The connection point of the upper part (111) protrudes toward the element with increase in area (1517) and is connected to the base surface (15173), the side surface (15171) and the bottom surface (15172). A side surface (15171) is formed on both sides of the circumferential direction, and since the connection point (111) of the upper part is connected to the base surface (15173) and the two side surfaces (15171), the relative circumferential movement of the upper member (110) and the primary sealing position (151) is prevented, thereby the separation of the upper member (110) and the primary sealing position (151) is suppressed.

The side surface (15171) and the base surface (15173) of the area-increasing V are at an acute angle. Since the side surface (15171) and the base surface (15173) are at an acute angle and the connection point (111) of the upper part is connected to the base surface (15173) and the two side surfaces (15171), the relative radial movement of the upper element (110) and the primary sealing position (151) is prevented, whereby the radial separation of the upper member (110) and the primary sealing position (151) is suppressed.

As shown in Fig. 5 and Fig. 6, the side surface (15171) and the base surface (15173) of the increase in area element (1517) may be arranged at a right angle or an obtuse angle.
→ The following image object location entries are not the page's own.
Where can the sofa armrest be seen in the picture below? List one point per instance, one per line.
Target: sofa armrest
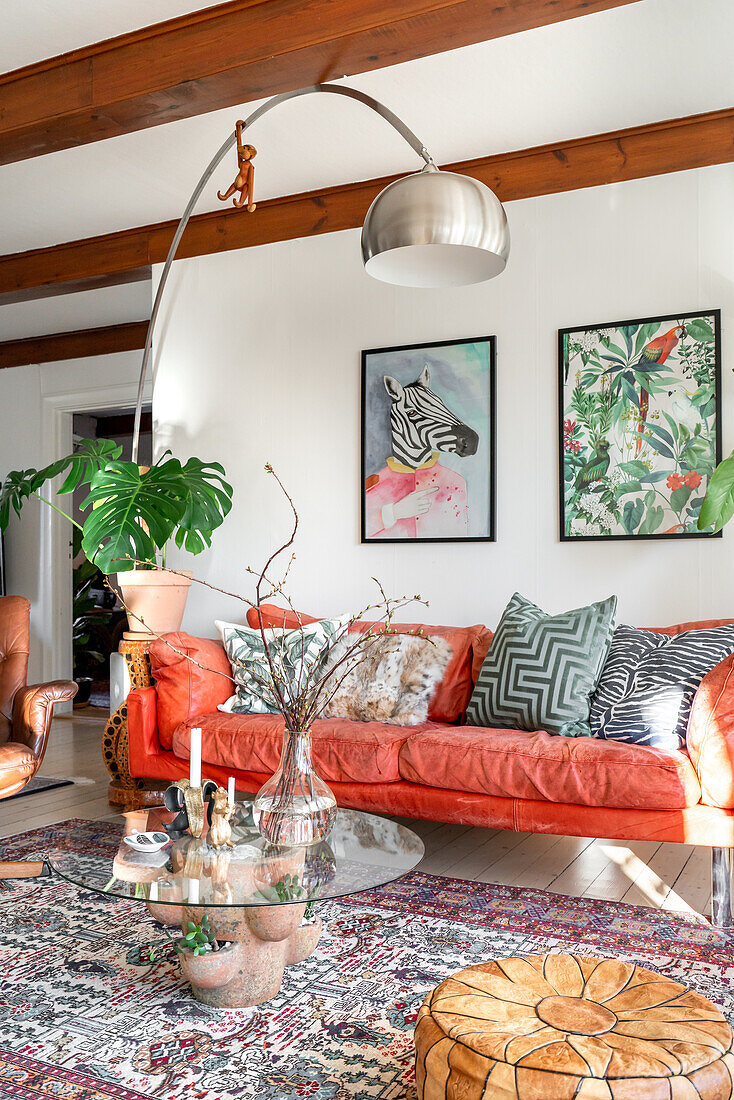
(33, 708)
(710, 738)
(143, 740)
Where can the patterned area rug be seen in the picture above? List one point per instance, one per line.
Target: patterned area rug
(85, 1016)
(39, 783)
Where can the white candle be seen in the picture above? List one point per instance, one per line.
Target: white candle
(195, 767)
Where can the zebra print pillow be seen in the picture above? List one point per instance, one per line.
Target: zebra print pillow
(648, 683)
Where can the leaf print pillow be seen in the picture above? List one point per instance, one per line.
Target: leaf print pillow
(302, 653)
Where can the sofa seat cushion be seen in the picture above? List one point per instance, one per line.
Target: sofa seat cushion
(583, 771)
(343, 751)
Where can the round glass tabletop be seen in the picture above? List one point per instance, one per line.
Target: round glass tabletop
(362, 851)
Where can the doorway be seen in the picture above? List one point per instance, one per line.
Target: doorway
(98, 618)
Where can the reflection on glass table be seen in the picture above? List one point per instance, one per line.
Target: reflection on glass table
(260, 901)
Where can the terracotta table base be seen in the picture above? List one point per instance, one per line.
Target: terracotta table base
(570, 1027)
(262, 941)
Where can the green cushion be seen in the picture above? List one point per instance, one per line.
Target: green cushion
(304, 648)
(541, 669)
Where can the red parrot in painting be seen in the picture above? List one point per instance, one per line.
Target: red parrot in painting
(656, 351)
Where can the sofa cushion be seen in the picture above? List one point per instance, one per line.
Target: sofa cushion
(519, 765)
(540, 669)
(184, 689)
(649, 680)
(343, 751)
(450, 699)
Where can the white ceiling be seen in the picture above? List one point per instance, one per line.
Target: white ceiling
(33, 31)
(636, 64)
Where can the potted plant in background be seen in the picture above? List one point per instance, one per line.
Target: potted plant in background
(131, 514)
(89, 626)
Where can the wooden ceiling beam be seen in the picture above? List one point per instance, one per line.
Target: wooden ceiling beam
(239, 52)
(653, 150)
(61, 345)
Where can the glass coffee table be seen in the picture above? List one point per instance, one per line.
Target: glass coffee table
(259, 899)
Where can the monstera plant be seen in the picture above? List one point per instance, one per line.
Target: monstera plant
(131, 514)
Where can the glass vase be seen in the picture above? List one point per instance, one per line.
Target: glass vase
(295, 806)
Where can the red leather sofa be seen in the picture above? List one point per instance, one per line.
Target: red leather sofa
(445, 771)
The sealing lip (1513) should branch off from the underside of the joint surface, which is the lower part of the upper member (110). When the branch of the sealing lip (1513) is above the lower member of the upper member (110), the separation of the upper member (110) and the contact surface (1515) can be facilitated because the sealing lip (1513) moves when an external force is applied deformed. Explanation of the reference symbols

100: Thrust bearing 110: Upper part 111: Upper part connection point

112: Upper part joint surface 120: Lower part 121: Reinforcing material 130: Bearing 131: Primary raceway 133: Secondary raceway 135: Rolling element 140: Spring pad 151: Primary sealing position 153: Secondary sealing position

Claims

Expectations

English A suspension thrust bearing comprising: an upper member (110); a bottom member (120) on the underside of the top member (110); a bearing (130) between the upper member (110) and the lower member (120); a primary and a secondary sealing position (151, 153) communicating with the upper member (110) in the opening formed radially on either side between the upper member (110) and the lower member (120); wherein a member with area increase increases the connection area to the top member (110) on the peripherally formed contact surface with the sealing positions to the top member (110) at one or more sealing points (151, 153), a connection point (111) for the top member , which is formed by the increase in area element with the upper element (110).
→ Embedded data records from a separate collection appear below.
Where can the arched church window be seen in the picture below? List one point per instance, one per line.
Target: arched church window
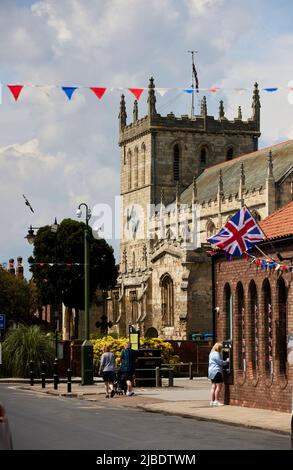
(143, 164)
(176, 162)
(134, 306)
(203, 156)
(167, 301)
(135, 168)
(230, 153)
(129, 169)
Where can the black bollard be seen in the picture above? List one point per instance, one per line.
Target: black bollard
(190, 371)
(171, 377)
(32, 372)
(43, 374)
(69, 373)
(55, 375)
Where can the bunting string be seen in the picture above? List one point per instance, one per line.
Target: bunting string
(263, 263)
(16, 90)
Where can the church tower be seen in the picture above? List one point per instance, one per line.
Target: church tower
(159, 154)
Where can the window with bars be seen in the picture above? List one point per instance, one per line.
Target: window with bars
(176, 162)
(230, 153)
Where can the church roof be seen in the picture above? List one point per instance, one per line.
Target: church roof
(280, 223)
(255, 168)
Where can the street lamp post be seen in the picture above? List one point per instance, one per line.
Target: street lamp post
(54, 228)
(31, 238)
(87, 376)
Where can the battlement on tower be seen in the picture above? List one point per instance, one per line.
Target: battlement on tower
(202, 123)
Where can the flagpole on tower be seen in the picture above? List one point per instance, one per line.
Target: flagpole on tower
(194, 81)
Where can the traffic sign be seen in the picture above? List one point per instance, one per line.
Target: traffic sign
(2, 321)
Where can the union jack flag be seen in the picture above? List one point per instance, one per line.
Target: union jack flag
(239, 234)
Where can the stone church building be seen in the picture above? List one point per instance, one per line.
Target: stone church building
(181, 179)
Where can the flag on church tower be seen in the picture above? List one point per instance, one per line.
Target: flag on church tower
(239, 234)
(195, 78)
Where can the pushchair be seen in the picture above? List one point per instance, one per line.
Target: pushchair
(119, 384)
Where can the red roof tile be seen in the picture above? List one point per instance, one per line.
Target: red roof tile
(280, 223)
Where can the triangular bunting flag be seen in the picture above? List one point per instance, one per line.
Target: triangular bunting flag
(136, 92)
(15, 90)
(99, 92)
(270, 89)
(162, 91)
(241, 91)
(69, 90)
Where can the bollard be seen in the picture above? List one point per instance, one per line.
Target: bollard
(157, 377)
(69, 373)
(43, 374)
(55, 375)
(190, 371)
(32, 372)
(171, 377)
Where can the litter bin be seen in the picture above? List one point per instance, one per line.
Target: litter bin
(196, 337)
(146, 363)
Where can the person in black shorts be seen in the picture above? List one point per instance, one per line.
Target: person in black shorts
(215, 373)
(128, 358)
(107, 367)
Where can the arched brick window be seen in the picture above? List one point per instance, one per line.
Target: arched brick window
(281, 333)
(253, 316)
(240, 325)
(228, 311)
(211, 228)
(230, 153)
(176, 162)
(167, 300)
(268, 326)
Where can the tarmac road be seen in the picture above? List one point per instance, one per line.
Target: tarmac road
(41, 421)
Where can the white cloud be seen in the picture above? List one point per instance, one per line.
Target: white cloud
(201, 7)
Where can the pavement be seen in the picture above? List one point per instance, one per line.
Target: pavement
(187, 398)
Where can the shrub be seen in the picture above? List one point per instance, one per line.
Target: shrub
(116, 346)
(25, 344)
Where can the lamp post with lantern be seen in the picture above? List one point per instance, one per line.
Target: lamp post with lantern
(87, 376)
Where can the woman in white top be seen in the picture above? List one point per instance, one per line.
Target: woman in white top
(215, 373)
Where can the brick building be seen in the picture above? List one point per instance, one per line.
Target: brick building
(254, 308)
(181, 179)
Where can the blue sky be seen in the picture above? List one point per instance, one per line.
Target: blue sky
(61, 153)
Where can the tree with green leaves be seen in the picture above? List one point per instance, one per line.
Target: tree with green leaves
(63, 281)
(17, 299)
(25, 344)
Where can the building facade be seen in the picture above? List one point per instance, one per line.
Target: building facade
(254, 314)
(181, 178)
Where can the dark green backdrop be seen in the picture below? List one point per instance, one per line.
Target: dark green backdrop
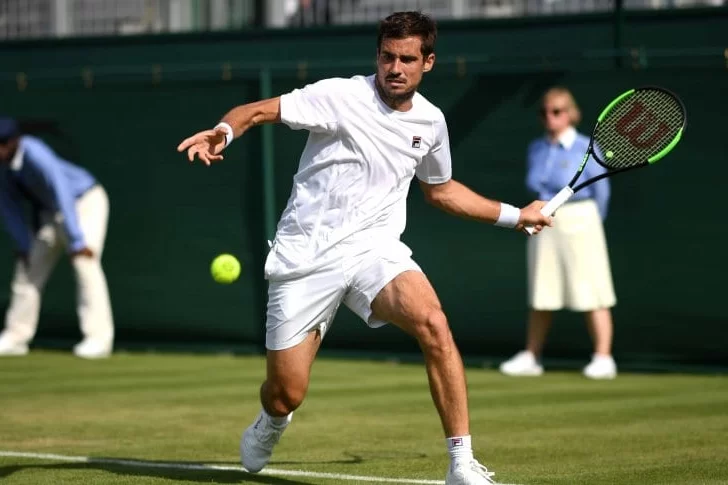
(120, 107)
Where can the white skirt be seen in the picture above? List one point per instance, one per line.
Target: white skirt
(568, 264)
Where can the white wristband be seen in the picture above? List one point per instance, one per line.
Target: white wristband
(509, 216)
(228, 132)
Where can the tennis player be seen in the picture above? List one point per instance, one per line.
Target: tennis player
(338, 240)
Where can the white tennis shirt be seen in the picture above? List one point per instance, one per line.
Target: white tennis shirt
(355, 171)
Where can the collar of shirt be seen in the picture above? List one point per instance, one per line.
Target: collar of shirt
(17, 162)
(567, 138)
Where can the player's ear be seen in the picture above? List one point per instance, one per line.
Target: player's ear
(429, 63)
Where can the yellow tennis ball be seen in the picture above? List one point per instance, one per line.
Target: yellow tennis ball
(225, 268)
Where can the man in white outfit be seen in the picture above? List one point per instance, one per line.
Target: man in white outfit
(70, 211)
(338, 239)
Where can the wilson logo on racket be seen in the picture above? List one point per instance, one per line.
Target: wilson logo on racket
(639, 120)
(638, 128)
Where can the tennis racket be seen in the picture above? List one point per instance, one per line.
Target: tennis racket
(636, 129)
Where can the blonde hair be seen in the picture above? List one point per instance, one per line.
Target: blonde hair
(572, 107)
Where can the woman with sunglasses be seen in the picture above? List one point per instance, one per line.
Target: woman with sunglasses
(568, 264)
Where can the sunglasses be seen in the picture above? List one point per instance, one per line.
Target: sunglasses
(553, 111)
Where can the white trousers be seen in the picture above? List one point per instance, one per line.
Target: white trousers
(93, 305)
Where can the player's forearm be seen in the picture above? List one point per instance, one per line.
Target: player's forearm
(458, 200)
(244, 117)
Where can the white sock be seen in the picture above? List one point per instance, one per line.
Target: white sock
(279, 421)
(459, 448)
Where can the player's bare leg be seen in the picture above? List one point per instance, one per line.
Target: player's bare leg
(410, 302)
(539, 324)
(599, 324)
(288, 374)
(602, 365)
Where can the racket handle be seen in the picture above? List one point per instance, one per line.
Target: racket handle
(551, 206)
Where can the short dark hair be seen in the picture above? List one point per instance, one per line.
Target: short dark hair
(401, 25)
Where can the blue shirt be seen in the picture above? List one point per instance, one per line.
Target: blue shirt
(37, 175)
(551, 166)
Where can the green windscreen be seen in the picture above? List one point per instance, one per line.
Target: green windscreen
(639, 128)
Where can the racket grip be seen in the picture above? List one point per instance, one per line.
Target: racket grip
(551, 206)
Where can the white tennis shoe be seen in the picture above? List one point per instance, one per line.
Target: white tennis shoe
(468, 473)
(522, 364)
(257, 442)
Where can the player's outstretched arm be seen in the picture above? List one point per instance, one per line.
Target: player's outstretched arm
(455, 198)
(208, 145)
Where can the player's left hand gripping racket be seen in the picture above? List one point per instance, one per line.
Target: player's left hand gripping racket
(635, 130)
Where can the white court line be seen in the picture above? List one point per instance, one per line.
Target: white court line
(182, 466)
(203, 467)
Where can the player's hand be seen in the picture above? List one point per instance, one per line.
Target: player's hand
(83, 252)
(207, 145)
(531, 216)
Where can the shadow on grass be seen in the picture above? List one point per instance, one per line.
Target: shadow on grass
(178, 471)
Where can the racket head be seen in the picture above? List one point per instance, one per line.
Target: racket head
(638, 128)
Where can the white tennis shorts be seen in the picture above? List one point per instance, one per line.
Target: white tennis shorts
(568, 264)
(299, 305)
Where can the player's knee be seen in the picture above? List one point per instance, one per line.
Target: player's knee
(433, 332)
(284, 399)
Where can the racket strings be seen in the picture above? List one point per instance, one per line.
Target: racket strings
(639, 127)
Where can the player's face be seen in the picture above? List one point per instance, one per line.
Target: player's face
(556, 114)
(400, 66)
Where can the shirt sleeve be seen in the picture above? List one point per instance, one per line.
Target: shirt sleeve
(12, 211)
(436, 166)
(312, 108)
(65, 201)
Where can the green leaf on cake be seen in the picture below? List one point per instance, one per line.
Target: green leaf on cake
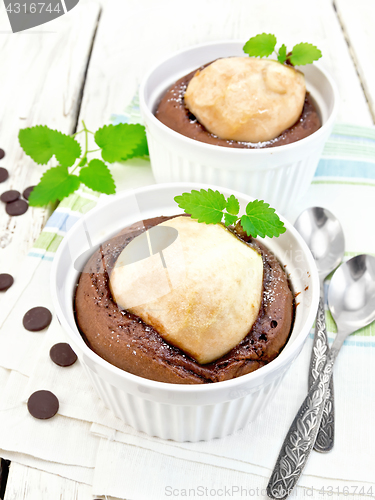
(208, 206)
(304, 53)
(97, 176)
(261, 220)
(233, 206)
(204, 205)
(281, 56)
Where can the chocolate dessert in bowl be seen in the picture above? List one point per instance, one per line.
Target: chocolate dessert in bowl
(138, 356)
(200, 129)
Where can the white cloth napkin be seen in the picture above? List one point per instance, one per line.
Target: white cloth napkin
(85, 442)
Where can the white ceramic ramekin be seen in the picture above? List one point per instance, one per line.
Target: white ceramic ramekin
(173, 411)
(279, 175)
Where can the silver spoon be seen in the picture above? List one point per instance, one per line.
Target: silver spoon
(323, 234)
(351, 299)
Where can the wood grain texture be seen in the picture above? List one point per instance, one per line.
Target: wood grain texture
(357, 20)
(42, 73)
(133, 36)
(25, 483)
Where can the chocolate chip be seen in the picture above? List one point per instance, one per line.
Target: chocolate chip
(6, 281)
(43, 404)
(9, 196)
(4, 174)
(27, 192)
(62, 354)
(37, 319)
(17, 207)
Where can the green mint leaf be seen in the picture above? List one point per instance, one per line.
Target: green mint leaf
(55, 184)
(281, 56)
(261, 220)
(97, 176)
(122, 141)
(304, 53)
(233, 205)
(204, 206)
(41, 143)
(230, 219)
(260, 45)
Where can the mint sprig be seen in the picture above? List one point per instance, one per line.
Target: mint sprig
(210, 207)
(263, 45)
(116, 143)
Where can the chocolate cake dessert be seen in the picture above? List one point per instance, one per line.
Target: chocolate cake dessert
(126, 341)
(175, 114)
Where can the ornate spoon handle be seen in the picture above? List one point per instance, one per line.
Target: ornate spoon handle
(301, 435)
(325, 438)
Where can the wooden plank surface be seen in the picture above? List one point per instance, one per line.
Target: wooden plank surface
(357, 20)
(131, 37)
(42, 73)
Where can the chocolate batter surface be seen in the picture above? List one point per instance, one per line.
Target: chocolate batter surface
(175, 115)
(125, 341)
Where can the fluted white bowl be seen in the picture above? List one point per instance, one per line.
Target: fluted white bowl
(280, 175)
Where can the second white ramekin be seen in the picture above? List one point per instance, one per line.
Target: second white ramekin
(176, 411)
(278, 175)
2. A thrust bearing for suspensions according to claim 1, wherein the element with a circumferential increase in area is formed in the form of a concave depression with intervals between the individual parts on the connection surface (1515) of the primary sealing point (151), and the connection point (111) for the top member protrudes towards the increase in area member and connects thereto at the joint face (112) of the top member (110).
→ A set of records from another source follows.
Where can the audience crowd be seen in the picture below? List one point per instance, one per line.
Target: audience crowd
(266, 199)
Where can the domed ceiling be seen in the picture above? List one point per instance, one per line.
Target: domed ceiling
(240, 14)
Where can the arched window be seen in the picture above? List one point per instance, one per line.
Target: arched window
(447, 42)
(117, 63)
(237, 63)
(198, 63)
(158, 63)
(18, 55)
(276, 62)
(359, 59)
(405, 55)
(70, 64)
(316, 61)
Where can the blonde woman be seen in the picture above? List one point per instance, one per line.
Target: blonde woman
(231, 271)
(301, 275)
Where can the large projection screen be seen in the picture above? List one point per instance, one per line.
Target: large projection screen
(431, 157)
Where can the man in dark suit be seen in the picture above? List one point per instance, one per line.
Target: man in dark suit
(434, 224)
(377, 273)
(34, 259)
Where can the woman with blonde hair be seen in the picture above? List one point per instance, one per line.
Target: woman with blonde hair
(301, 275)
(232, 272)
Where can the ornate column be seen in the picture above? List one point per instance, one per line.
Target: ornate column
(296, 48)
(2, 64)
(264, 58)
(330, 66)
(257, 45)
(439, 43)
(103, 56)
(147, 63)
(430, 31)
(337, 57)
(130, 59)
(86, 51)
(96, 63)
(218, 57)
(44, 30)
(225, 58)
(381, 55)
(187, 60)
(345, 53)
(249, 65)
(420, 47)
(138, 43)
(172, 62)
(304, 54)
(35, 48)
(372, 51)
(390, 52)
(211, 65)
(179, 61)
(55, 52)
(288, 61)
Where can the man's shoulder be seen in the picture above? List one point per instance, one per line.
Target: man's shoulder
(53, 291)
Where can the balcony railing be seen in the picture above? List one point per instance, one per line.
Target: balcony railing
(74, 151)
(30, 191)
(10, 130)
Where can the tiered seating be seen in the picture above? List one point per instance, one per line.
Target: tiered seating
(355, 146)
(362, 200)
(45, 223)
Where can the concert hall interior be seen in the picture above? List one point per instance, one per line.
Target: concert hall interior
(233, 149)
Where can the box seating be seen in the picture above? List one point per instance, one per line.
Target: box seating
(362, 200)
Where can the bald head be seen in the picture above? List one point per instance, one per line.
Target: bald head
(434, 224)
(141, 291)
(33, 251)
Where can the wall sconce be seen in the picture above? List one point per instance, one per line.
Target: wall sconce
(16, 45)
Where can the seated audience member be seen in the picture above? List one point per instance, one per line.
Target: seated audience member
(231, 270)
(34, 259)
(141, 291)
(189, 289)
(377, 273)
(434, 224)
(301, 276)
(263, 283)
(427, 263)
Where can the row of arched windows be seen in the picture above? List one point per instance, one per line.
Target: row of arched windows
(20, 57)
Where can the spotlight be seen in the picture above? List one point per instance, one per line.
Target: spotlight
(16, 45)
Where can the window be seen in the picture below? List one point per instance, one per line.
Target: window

3. A thrust bearing for suspensions according to claim 2, wherein the element with an increase in area is formed with an outwardly and upwardly facing opening which defines the radially outwardly facing base surface (15173), one side (15171) of the peripheral surface Sides of this base (15173) and the bottom surface (15172) at the bottom of the base (15173) receives, the connection point (111) to the area with of increasing convex shape, and is connected to the base (15173), the side (15171) and the bottom surface (15172).

4. A thrust bearing for suspensions according to claim 3, wherein the side surface

(15171) and the base (15173) form an acute angle.